Действительно, много слов было сказано для того, чтобы охарактеризовать ту неуловимую стихию, которую мы называем «музыкой». Стравинский, например, решительно опровергал ее экспрессивный, эмоциональный аспект: «Музыка как феномен дана нам исключительно для установления порядка вещей, по преимуществу — между человеком и временем». И в самом деле, представляется совершенно очевидным, что музыка притупляет чувство деспотии времени, предлагая взамен временный «контрмир», выраженный в узорах напряжения и последующего разрешения. Как писал Леви-Стросс, «благодаря внутренней организации музыкального произведения акт его прослушивания обездвиживает проходящее время; он ловит и свертывает время так же, как человек ловит и свертывает ткань, развевающуюся на ветру». Но, несмотря на утверждение Стравинского, понятно, что в музыке есть нечто большее, неотразимая привлекательность, о которой Гомер говорил: «Мы лишь слышим, но ничего не знаем». Этот таинственный резонанс можно, если угодно, частично объяснить универсальностью и одновременно непосредственностью музыки. В них кроется и некоторая двусмысленность — важнейшая особенность всего искусства вообще. Об этом свидетельствует фотография Айзенштадта под названием «Комната, в которой родился Бетховен». Перед тем, как Айзенштадт сделал снимок, несколько нацистов принесли памятный венок — его видно на переднем плане — и положили его перед бюстом Бетховена, стоявшим в комнате.

Такова возвышенная сущность музыки, которая присваивается многими философскими доктринами и используется в различных целях.

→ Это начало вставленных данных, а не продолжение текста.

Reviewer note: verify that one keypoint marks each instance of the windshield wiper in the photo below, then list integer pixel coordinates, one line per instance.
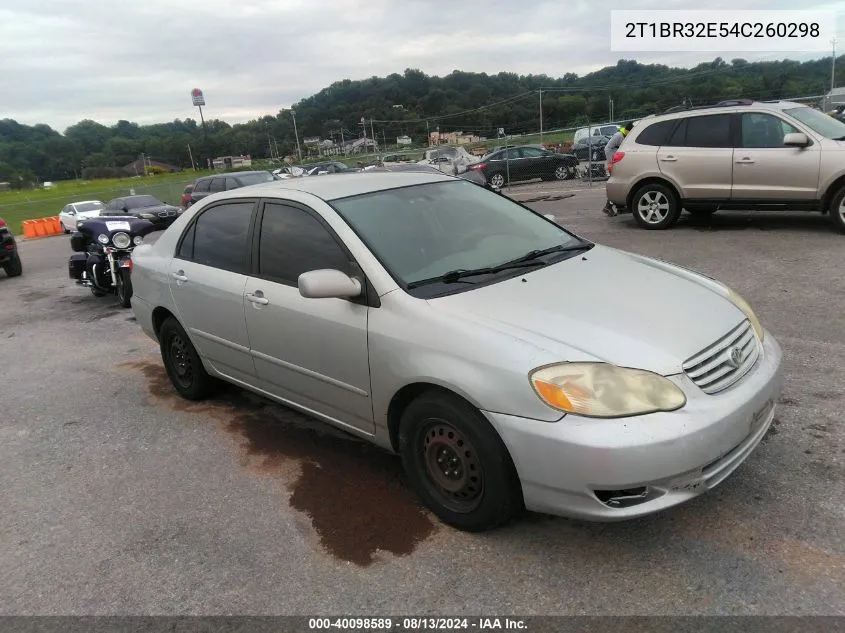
(528, 260)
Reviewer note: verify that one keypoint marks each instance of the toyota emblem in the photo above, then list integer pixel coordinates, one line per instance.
(735, 357)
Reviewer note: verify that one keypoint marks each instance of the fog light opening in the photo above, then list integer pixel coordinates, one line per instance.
(626, 497)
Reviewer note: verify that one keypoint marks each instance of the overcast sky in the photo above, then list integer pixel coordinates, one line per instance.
(65, 60)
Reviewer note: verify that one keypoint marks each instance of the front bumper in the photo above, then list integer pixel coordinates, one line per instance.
(611, 470)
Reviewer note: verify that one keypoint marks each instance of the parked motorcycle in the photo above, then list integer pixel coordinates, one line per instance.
(102, 254)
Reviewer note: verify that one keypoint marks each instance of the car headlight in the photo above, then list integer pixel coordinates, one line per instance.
(742, 304)
(121, 240)
(600, 390)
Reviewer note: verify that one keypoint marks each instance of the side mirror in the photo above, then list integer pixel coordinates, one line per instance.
(796, 139)
(328, 284)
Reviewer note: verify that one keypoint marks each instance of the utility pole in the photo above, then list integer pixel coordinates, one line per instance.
(296, 134)
(541, 116)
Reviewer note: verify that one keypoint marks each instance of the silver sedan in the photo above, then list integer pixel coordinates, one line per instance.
(511, 363)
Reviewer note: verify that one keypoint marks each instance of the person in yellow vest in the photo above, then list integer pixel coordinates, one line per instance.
(609, 150)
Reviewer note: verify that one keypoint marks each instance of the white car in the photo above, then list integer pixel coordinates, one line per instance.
(75, 211)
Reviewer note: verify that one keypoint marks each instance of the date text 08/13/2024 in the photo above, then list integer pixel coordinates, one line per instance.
(417, 624)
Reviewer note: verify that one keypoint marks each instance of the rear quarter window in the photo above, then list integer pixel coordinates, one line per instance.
(656, 134)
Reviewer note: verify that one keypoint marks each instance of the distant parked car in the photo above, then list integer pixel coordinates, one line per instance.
(525, 163)
(450, 160)
(226, 182)
(290, 171)
(185, 200)
(10, 259)
(590, 148)
(75, 211)
(331, 167)
(145, 207)
(598, 130)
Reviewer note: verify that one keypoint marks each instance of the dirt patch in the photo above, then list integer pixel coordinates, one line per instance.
(353, 492)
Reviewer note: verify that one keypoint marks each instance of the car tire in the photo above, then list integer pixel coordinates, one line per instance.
(655, 206)
(477, 488)
(14, 268)
(837, 210)
(497, 180)
(182, 362)
(124, 289)
(564, 172)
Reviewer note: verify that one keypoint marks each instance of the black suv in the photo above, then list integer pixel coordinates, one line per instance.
(208, 185)
(10, 260)
(145, 207)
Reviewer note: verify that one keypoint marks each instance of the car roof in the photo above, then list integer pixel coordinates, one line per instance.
(234, 173)
(771, 106)
(336, 186)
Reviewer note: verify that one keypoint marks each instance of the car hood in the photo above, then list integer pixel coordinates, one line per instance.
(605, 305)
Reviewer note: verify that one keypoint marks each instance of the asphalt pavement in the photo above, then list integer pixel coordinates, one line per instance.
(119, 498)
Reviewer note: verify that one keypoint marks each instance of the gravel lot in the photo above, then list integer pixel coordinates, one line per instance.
(118, 498)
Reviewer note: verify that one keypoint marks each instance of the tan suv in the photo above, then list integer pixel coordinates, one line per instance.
(740, 155)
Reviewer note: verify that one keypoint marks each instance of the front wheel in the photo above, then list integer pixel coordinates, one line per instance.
(124, 289)
(458, 464)
(655, 206)
(497, 180)
(14, 268)
(182, 362)
(837, 210)
(564, 172)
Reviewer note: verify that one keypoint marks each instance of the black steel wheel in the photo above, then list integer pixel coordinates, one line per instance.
(182, 363)
(457, 463)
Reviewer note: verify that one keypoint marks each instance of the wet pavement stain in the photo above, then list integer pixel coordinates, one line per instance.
(353, 492)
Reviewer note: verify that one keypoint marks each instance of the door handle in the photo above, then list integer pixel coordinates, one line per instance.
(257, 297)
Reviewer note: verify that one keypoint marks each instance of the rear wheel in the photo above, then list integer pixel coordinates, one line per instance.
(655, 206)
(182, 363)
(457, 463)
(124, 289)
(14, 268)
(837, 210)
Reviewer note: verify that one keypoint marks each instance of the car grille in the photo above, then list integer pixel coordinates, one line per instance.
(726, 361)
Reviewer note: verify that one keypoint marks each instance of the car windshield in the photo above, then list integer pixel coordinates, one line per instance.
(139, 202)
(254, 179)
(819, 122)
(425, 231)
(82, 207)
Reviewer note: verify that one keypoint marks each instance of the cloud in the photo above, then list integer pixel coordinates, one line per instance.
(65, 60)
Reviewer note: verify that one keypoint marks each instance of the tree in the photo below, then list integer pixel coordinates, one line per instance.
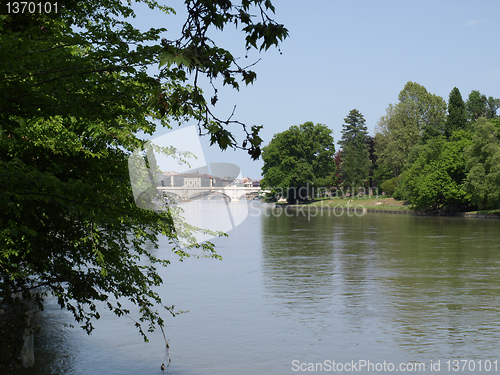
(76, 92)
(457, 113)
(355, 166)
(476, 105)
(354, 125)
(483, 166)
(434, 181)
(298, 160)
(416, 118)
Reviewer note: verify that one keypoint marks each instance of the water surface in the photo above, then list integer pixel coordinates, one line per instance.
(293, 290)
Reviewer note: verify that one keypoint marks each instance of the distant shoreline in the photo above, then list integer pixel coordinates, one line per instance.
(384, 206)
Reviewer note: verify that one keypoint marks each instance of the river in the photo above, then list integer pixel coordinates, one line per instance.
(296, 293)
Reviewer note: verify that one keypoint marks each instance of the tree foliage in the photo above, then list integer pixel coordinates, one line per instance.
(417, 117)
(76, 91)
(299, 159)
(355, 166)
(483, 166)
(457, 113)
(435, 179)
(480, 106)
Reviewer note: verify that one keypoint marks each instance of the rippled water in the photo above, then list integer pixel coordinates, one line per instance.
(292, 291)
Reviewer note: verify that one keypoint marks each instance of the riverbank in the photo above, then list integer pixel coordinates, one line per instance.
(386, 205)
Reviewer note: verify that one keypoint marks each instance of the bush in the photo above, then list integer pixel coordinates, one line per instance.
(389, 186)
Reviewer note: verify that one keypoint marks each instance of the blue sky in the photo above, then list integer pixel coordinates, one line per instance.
(342, 55)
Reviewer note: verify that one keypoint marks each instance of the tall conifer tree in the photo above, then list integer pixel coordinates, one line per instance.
(457, 113)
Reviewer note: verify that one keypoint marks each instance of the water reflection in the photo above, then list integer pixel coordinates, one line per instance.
(430, 285)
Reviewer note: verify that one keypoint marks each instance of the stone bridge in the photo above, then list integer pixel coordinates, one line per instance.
(233, 193)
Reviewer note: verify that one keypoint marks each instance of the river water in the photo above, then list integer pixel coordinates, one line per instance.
(296, 293)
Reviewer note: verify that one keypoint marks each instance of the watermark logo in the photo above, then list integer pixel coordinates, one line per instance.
(171, 173)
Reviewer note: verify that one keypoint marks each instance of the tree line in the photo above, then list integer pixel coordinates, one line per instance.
(438, 156)
(77, 95)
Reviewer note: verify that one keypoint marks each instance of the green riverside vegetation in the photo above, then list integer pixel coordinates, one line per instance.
(433, 156)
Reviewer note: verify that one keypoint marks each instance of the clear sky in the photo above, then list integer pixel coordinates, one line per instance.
(350, 54)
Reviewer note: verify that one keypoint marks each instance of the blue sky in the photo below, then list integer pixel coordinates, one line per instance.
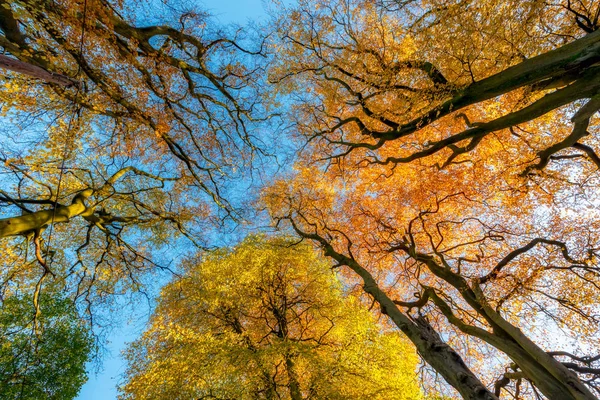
(102, 385)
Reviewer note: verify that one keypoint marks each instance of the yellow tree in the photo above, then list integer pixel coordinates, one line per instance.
(267, 319)
(452, 170)
(132, 156)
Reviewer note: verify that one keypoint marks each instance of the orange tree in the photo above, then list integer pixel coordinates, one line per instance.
(451, 168)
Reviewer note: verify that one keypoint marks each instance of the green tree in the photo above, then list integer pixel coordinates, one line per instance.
(42, 356)
(266, 319)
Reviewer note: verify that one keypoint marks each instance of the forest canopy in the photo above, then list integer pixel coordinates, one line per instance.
(445, 163)
(281, 328)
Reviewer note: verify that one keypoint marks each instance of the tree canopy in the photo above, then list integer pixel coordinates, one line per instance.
(45, 360)
(446, 164)
(267, 319)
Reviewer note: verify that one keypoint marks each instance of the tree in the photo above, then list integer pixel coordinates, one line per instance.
(458, 140)
(43, 357)
(97, 175)
(266, 319)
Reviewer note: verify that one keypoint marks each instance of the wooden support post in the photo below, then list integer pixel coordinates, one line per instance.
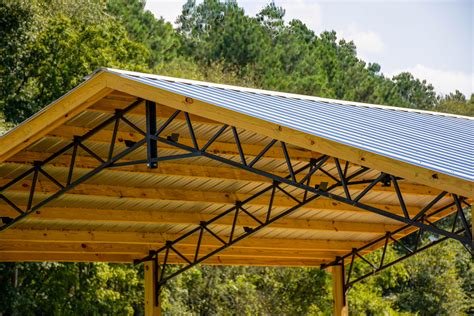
(152, 307)
(339, 295)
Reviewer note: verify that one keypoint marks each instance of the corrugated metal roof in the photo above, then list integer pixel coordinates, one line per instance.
(436, 141)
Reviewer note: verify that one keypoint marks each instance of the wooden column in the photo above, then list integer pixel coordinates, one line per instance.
(340, 307)
(152, 308)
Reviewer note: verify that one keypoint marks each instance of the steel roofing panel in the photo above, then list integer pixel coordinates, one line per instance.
(439, 142)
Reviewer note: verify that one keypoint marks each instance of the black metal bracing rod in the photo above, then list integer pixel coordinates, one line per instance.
(419, 221)
(409, 250)
(112, 160)
(385, 179)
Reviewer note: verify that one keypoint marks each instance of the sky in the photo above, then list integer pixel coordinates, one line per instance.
(432, 39)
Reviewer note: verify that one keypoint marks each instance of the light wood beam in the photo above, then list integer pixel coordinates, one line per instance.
(97, 236)
(405, 170)
(194, 218)
(68, 132)
(124, 258)
(152, 298)
(87, 163)
(340, 307)
(45, 188)
(143, 249)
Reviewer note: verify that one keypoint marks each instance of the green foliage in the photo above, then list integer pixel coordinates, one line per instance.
(70, 289)
(55, 50)
(248, 291)
(142, 26)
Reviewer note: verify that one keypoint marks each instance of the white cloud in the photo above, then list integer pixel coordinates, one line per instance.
(368, 43)
(444, 81)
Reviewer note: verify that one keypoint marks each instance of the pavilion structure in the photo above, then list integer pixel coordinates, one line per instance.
(132, 167)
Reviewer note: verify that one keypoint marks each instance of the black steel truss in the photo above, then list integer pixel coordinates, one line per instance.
(300, 181)
(418, 241)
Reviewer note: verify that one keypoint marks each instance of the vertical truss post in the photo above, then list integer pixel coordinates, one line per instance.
(152, 150)
(152, 300)
(340, 307)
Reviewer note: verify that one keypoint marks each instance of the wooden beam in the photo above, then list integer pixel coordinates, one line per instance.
(93, 257)
(53, 116)
(194, 218)
(165, 168)
(340, 307)
(67, 132)
(152, 298)
(87, 163)
(97, 236)
(405, 170)
(143, 250)
(45, 188)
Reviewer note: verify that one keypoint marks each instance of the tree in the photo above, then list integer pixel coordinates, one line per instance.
(55, 51)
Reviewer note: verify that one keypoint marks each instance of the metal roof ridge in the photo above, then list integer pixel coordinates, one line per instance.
(276, 93)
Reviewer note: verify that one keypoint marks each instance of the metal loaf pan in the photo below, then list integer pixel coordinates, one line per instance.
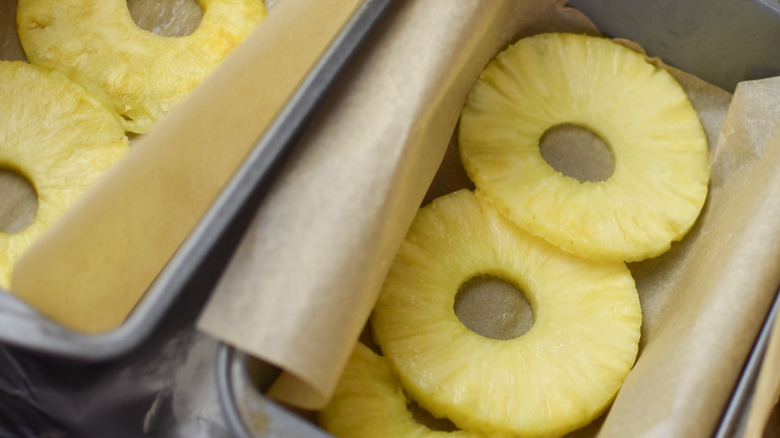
(200, 259)
(732, 41)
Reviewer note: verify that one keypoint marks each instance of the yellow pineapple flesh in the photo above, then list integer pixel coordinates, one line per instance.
(661, 162)
(141, 74)
(56, 136)
(370, 403)
(555, 378)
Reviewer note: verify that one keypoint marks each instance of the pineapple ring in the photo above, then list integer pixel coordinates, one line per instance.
(143, 75)
(555, 378)
(369, 401)
(659, 148)
(58, 137)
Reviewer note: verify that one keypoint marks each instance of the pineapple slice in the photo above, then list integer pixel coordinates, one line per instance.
(661, 163)
(369, 402)
(59, 138)
(555, 378)
(143, 75)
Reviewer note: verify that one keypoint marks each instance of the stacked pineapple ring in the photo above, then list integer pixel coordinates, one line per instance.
(565, 371)
(661, 161)
(57, 136)
(142, 75)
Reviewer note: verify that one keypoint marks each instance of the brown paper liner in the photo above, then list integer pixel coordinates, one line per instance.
(303, 281)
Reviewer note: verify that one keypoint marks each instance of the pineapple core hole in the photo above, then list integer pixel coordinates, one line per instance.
(19, 203)
(577, 152)
(493, 308)
(168, 18)
(422, 416)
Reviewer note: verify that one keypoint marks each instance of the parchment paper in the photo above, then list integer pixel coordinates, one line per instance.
(342, 205)
(301, 286)
(105, 252)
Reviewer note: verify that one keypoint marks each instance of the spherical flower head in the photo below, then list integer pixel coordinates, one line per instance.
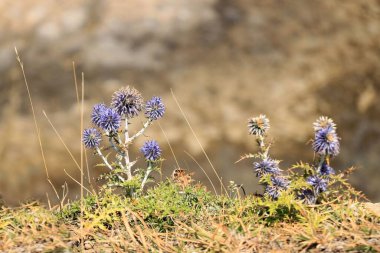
(151, 150)
(97, 111)
(110, 120)
(326, 170)
(91, 138)
(323, 122)
(258, 125)
(266, 166)
(278, 184)
(318, 183)
(307, 196)
(154, 108)
(326, 142)
(127, 101)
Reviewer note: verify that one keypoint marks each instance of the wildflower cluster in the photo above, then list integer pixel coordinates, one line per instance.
(266, 168)
(316, 177)
(112, 123)
(326, 146)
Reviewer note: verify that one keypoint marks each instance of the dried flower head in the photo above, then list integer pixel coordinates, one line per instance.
(127, 101)
(154, 108)
(307, 196)
(323, 122)
(151, 150)
(326, 142)
(326, 169)
(97, 112)
(266, 166)
(319, 184)
(91, 138)
(110, 120)
(278, 184)
(258, 125)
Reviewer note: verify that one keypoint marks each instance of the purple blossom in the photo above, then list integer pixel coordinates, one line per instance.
(151, 150)
(97, 112)
(326, 142)
(323, 122)
(154, 108)
(127, 101)
(326, 170)
(91, 138)
(258, 125)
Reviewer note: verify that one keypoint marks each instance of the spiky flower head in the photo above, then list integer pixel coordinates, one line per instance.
(323, 122)
(97, 112)
(319, 184)
(326, 170)
(154, 108)
(307, 196)
(278, 184)
(151, 150)
(110, 120)
(127, 101)
(326, 142)
(266, 166)
(258, 125)
(91, 138)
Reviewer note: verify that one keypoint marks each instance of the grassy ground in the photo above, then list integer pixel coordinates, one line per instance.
(176, 218)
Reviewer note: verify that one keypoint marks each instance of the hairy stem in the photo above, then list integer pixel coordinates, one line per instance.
(148, 171)
(106, 162)
(126, 154)
(145, 126)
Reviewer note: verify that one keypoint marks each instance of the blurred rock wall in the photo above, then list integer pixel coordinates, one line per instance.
(225, 61)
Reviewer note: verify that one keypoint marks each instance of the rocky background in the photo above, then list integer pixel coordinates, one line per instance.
(224, 60)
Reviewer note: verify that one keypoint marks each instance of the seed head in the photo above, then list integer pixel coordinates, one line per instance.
(151, 150)
(91, 138)
(258, 125)
(154, 108)
(127, 101)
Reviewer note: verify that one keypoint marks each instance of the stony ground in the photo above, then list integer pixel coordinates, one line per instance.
(225, 60)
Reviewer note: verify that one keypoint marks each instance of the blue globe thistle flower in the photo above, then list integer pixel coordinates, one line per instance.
(258, 125)
(154, 108)
(110, 120)
(323, 122)
(151, 150)
(326, 142)
(278, 184)
(318, 183)
(326, 170)
(91, 138)
(97, 111)
(307, 196)
(127, 101)
(266, 166)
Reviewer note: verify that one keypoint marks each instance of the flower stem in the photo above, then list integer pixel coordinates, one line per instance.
(145, 126)
(107, 163)
(126, 154)
(148, 171)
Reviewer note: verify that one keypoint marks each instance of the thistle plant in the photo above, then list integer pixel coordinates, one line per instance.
(314, 182)
(266, 168)
(112, 123)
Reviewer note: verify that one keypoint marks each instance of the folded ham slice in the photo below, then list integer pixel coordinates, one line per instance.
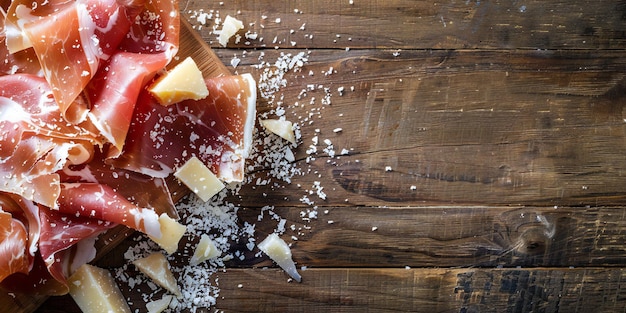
(217, 130)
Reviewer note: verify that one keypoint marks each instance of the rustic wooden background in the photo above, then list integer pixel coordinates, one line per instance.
(507, 117)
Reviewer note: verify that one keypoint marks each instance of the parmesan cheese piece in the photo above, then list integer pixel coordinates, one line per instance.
(199, 178)
(158, 306)
(94, 290)
(171, 233)
(205, 250)
(183, 82)
(278, 250)
(156, 267)
(281, 128)
(230, 28)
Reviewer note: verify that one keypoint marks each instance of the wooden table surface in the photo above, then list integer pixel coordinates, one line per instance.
(487, 156)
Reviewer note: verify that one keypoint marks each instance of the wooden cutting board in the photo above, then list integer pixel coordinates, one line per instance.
(211, 66)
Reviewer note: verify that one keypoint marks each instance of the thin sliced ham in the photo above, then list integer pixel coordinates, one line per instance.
(36, 140)
(101, 202)
(64, 235)
(70, 38)
(217, 130)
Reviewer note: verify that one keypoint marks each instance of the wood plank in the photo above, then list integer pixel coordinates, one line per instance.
(444, 236)
(483, 127)
(507, 117)
(409, 290)
(408, 24)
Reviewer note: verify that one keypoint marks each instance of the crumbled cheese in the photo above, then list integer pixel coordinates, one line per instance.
(230, 27)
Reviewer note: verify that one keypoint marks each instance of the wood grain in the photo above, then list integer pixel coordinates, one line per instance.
(408, 24)
(486, 151)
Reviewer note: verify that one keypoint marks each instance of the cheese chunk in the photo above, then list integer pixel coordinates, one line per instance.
(205, 250)
(156, 267)
(94, 290)
(171, 233)
(230, 28)
(278, 250)
(281, 128)
(158, 306)
(199, 178)
(183, 82)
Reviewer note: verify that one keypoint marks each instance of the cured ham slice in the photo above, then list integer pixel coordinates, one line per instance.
(36, 142)
(13, 257)
(101, 202)
(113, 92)
(70, 39)
(67, 241)
(141, 190)
(217, 130)
(20, 62)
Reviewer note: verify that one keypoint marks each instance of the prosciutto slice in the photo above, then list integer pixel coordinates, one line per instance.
(217, 130)
(36, 141)
(70, 39)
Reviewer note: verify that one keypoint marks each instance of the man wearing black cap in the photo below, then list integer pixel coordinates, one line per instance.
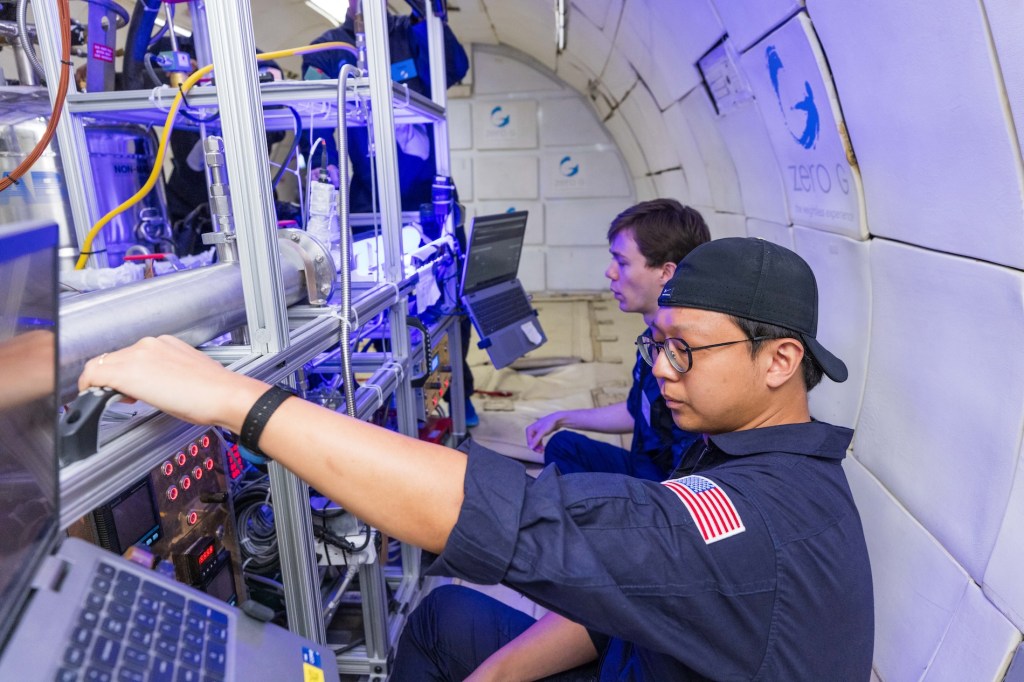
(749, 563)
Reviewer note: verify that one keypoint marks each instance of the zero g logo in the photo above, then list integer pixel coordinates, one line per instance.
(566, 167)
(796, 102)
(498, 117)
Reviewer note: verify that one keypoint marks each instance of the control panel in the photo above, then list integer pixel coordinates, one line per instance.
(178, 519)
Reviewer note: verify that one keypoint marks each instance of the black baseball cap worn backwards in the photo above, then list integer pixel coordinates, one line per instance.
(757, 280)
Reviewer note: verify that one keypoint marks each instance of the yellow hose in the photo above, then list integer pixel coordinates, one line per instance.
(165, 135)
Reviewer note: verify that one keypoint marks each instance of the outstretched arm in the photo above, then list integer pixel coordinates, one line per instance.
(609, 419)
(551, 645)
(409, 488)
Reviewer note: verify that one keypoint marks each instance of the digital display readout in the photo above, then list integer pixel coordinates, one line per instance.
(206, 555)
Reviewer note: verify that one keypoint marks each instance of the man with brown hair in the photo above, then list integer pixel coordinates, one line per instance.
(749, 563)
(646, 242)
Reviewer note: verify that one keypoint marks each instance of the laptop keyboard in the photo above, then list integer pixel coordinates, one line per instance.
(131, 630)
(500, 310)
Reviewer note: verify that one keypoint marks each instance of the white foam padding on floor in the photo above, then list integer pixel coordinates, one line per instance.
(795, 94)
(943, 407)
(978, 645)
(1003, 582)
(664, 42)
(918, 586)
(748, 22)
(933, 175)
(718, 166)
(563, 388)
(753, 156)
(569, 121)
(843, 271)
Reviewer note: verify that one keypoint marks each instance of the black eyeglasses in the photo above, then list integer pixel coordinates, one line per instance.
(680, 353)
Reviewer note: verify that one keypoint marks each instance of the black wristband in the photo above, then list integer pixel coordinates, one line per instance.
(258, 416)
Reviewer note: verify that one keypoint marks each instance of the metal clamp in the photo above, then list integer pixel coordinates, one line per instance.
(316, 263)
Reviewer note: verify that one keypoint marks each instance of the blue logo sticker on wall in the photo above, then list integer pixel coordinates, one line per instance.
(806, 131)
(567, 168)
(497, 120)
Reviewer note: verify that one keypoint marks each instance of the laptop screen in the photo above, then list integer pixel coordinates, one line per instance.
(495, 247)
(29, 513)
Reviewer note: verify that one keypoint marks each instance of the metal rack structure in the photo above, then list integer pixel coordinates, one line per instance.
(281, 340)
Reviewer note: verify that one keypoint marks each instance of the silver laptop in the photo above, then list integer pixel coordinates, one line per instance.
(72, 610)
(501, 311)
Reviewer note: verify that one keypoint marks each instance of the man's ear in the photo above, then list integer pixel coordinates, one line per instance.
(668, 269)
(783, 357)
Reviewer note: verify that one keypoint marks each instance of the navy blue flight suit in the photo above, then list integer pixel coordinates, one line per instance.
(657, 443)
(751, 565)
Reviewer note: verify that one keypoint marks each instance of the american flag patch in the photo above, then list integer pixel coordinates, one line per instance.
(709, 505)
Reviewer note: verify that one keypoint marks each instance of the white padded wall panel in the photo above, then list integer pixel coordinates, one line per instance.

Для марксиста Бло­ха музыка — царство, где горизонт утопии «начинается уже под нашими ногами». Музыка позволяет нам слышать то, чего нет; как поэтически сформулировал Маркузе, музыка — это «воспоминание о том, что могло быть». Несмотря на то, что репрезентация есть примирение с обществом, в музыке всегда присутствует ощущение страстного желания. «Чего-то не хватает, и звук, по крайней мере, отчетливо констатирует эту нехватку. В самом звуке есть нечто мрачное, он то­мим жаждой восполнения утраты и мечется в ее поисках вместо того, чтобы застыть на одном месте подобно рисунку», — еще одна цитата из Блоха. Адорно настаивал, что правда музыки «в большей степени гарантируется ее отрицанием всякого смысла организованного общества», что созвучно бегству в эстетику в качестве выбранного им варианта последнего убежища отрицания в регулируемом мире.

Впрочем, музыка, как и искусство в целом, обязано своим существованием разделению труда. Хотя она по-прежнему по большому счету представляется чем-то изолированным, неким индивидуальным творением и автономной средой, в музыке в зашифрованном виде всегда присутствуют социальное значение и ценности. Данная истина существует одновременно с тем, что музыка, как часто говорят, не соотносится ни с чем, кроме себя самой, и то, что она выражает, в основном всегда обусловливается внутренними отношениями. Перефразируя Адорно, справедливо отметить, что музыку можно воспринимать как «некоторый аналог социальной теории». Если будут оставаться открытыми ее «иррациональные двери», через которые мы сможем мельком увидеть, как выра­зился Аарон, «неистовость и муки бытия», то необходимо также учитывать и ее идеологическую составляющую, особенно в том случае, когда она претендует на выход за пределы социальной реальности и его противоречий.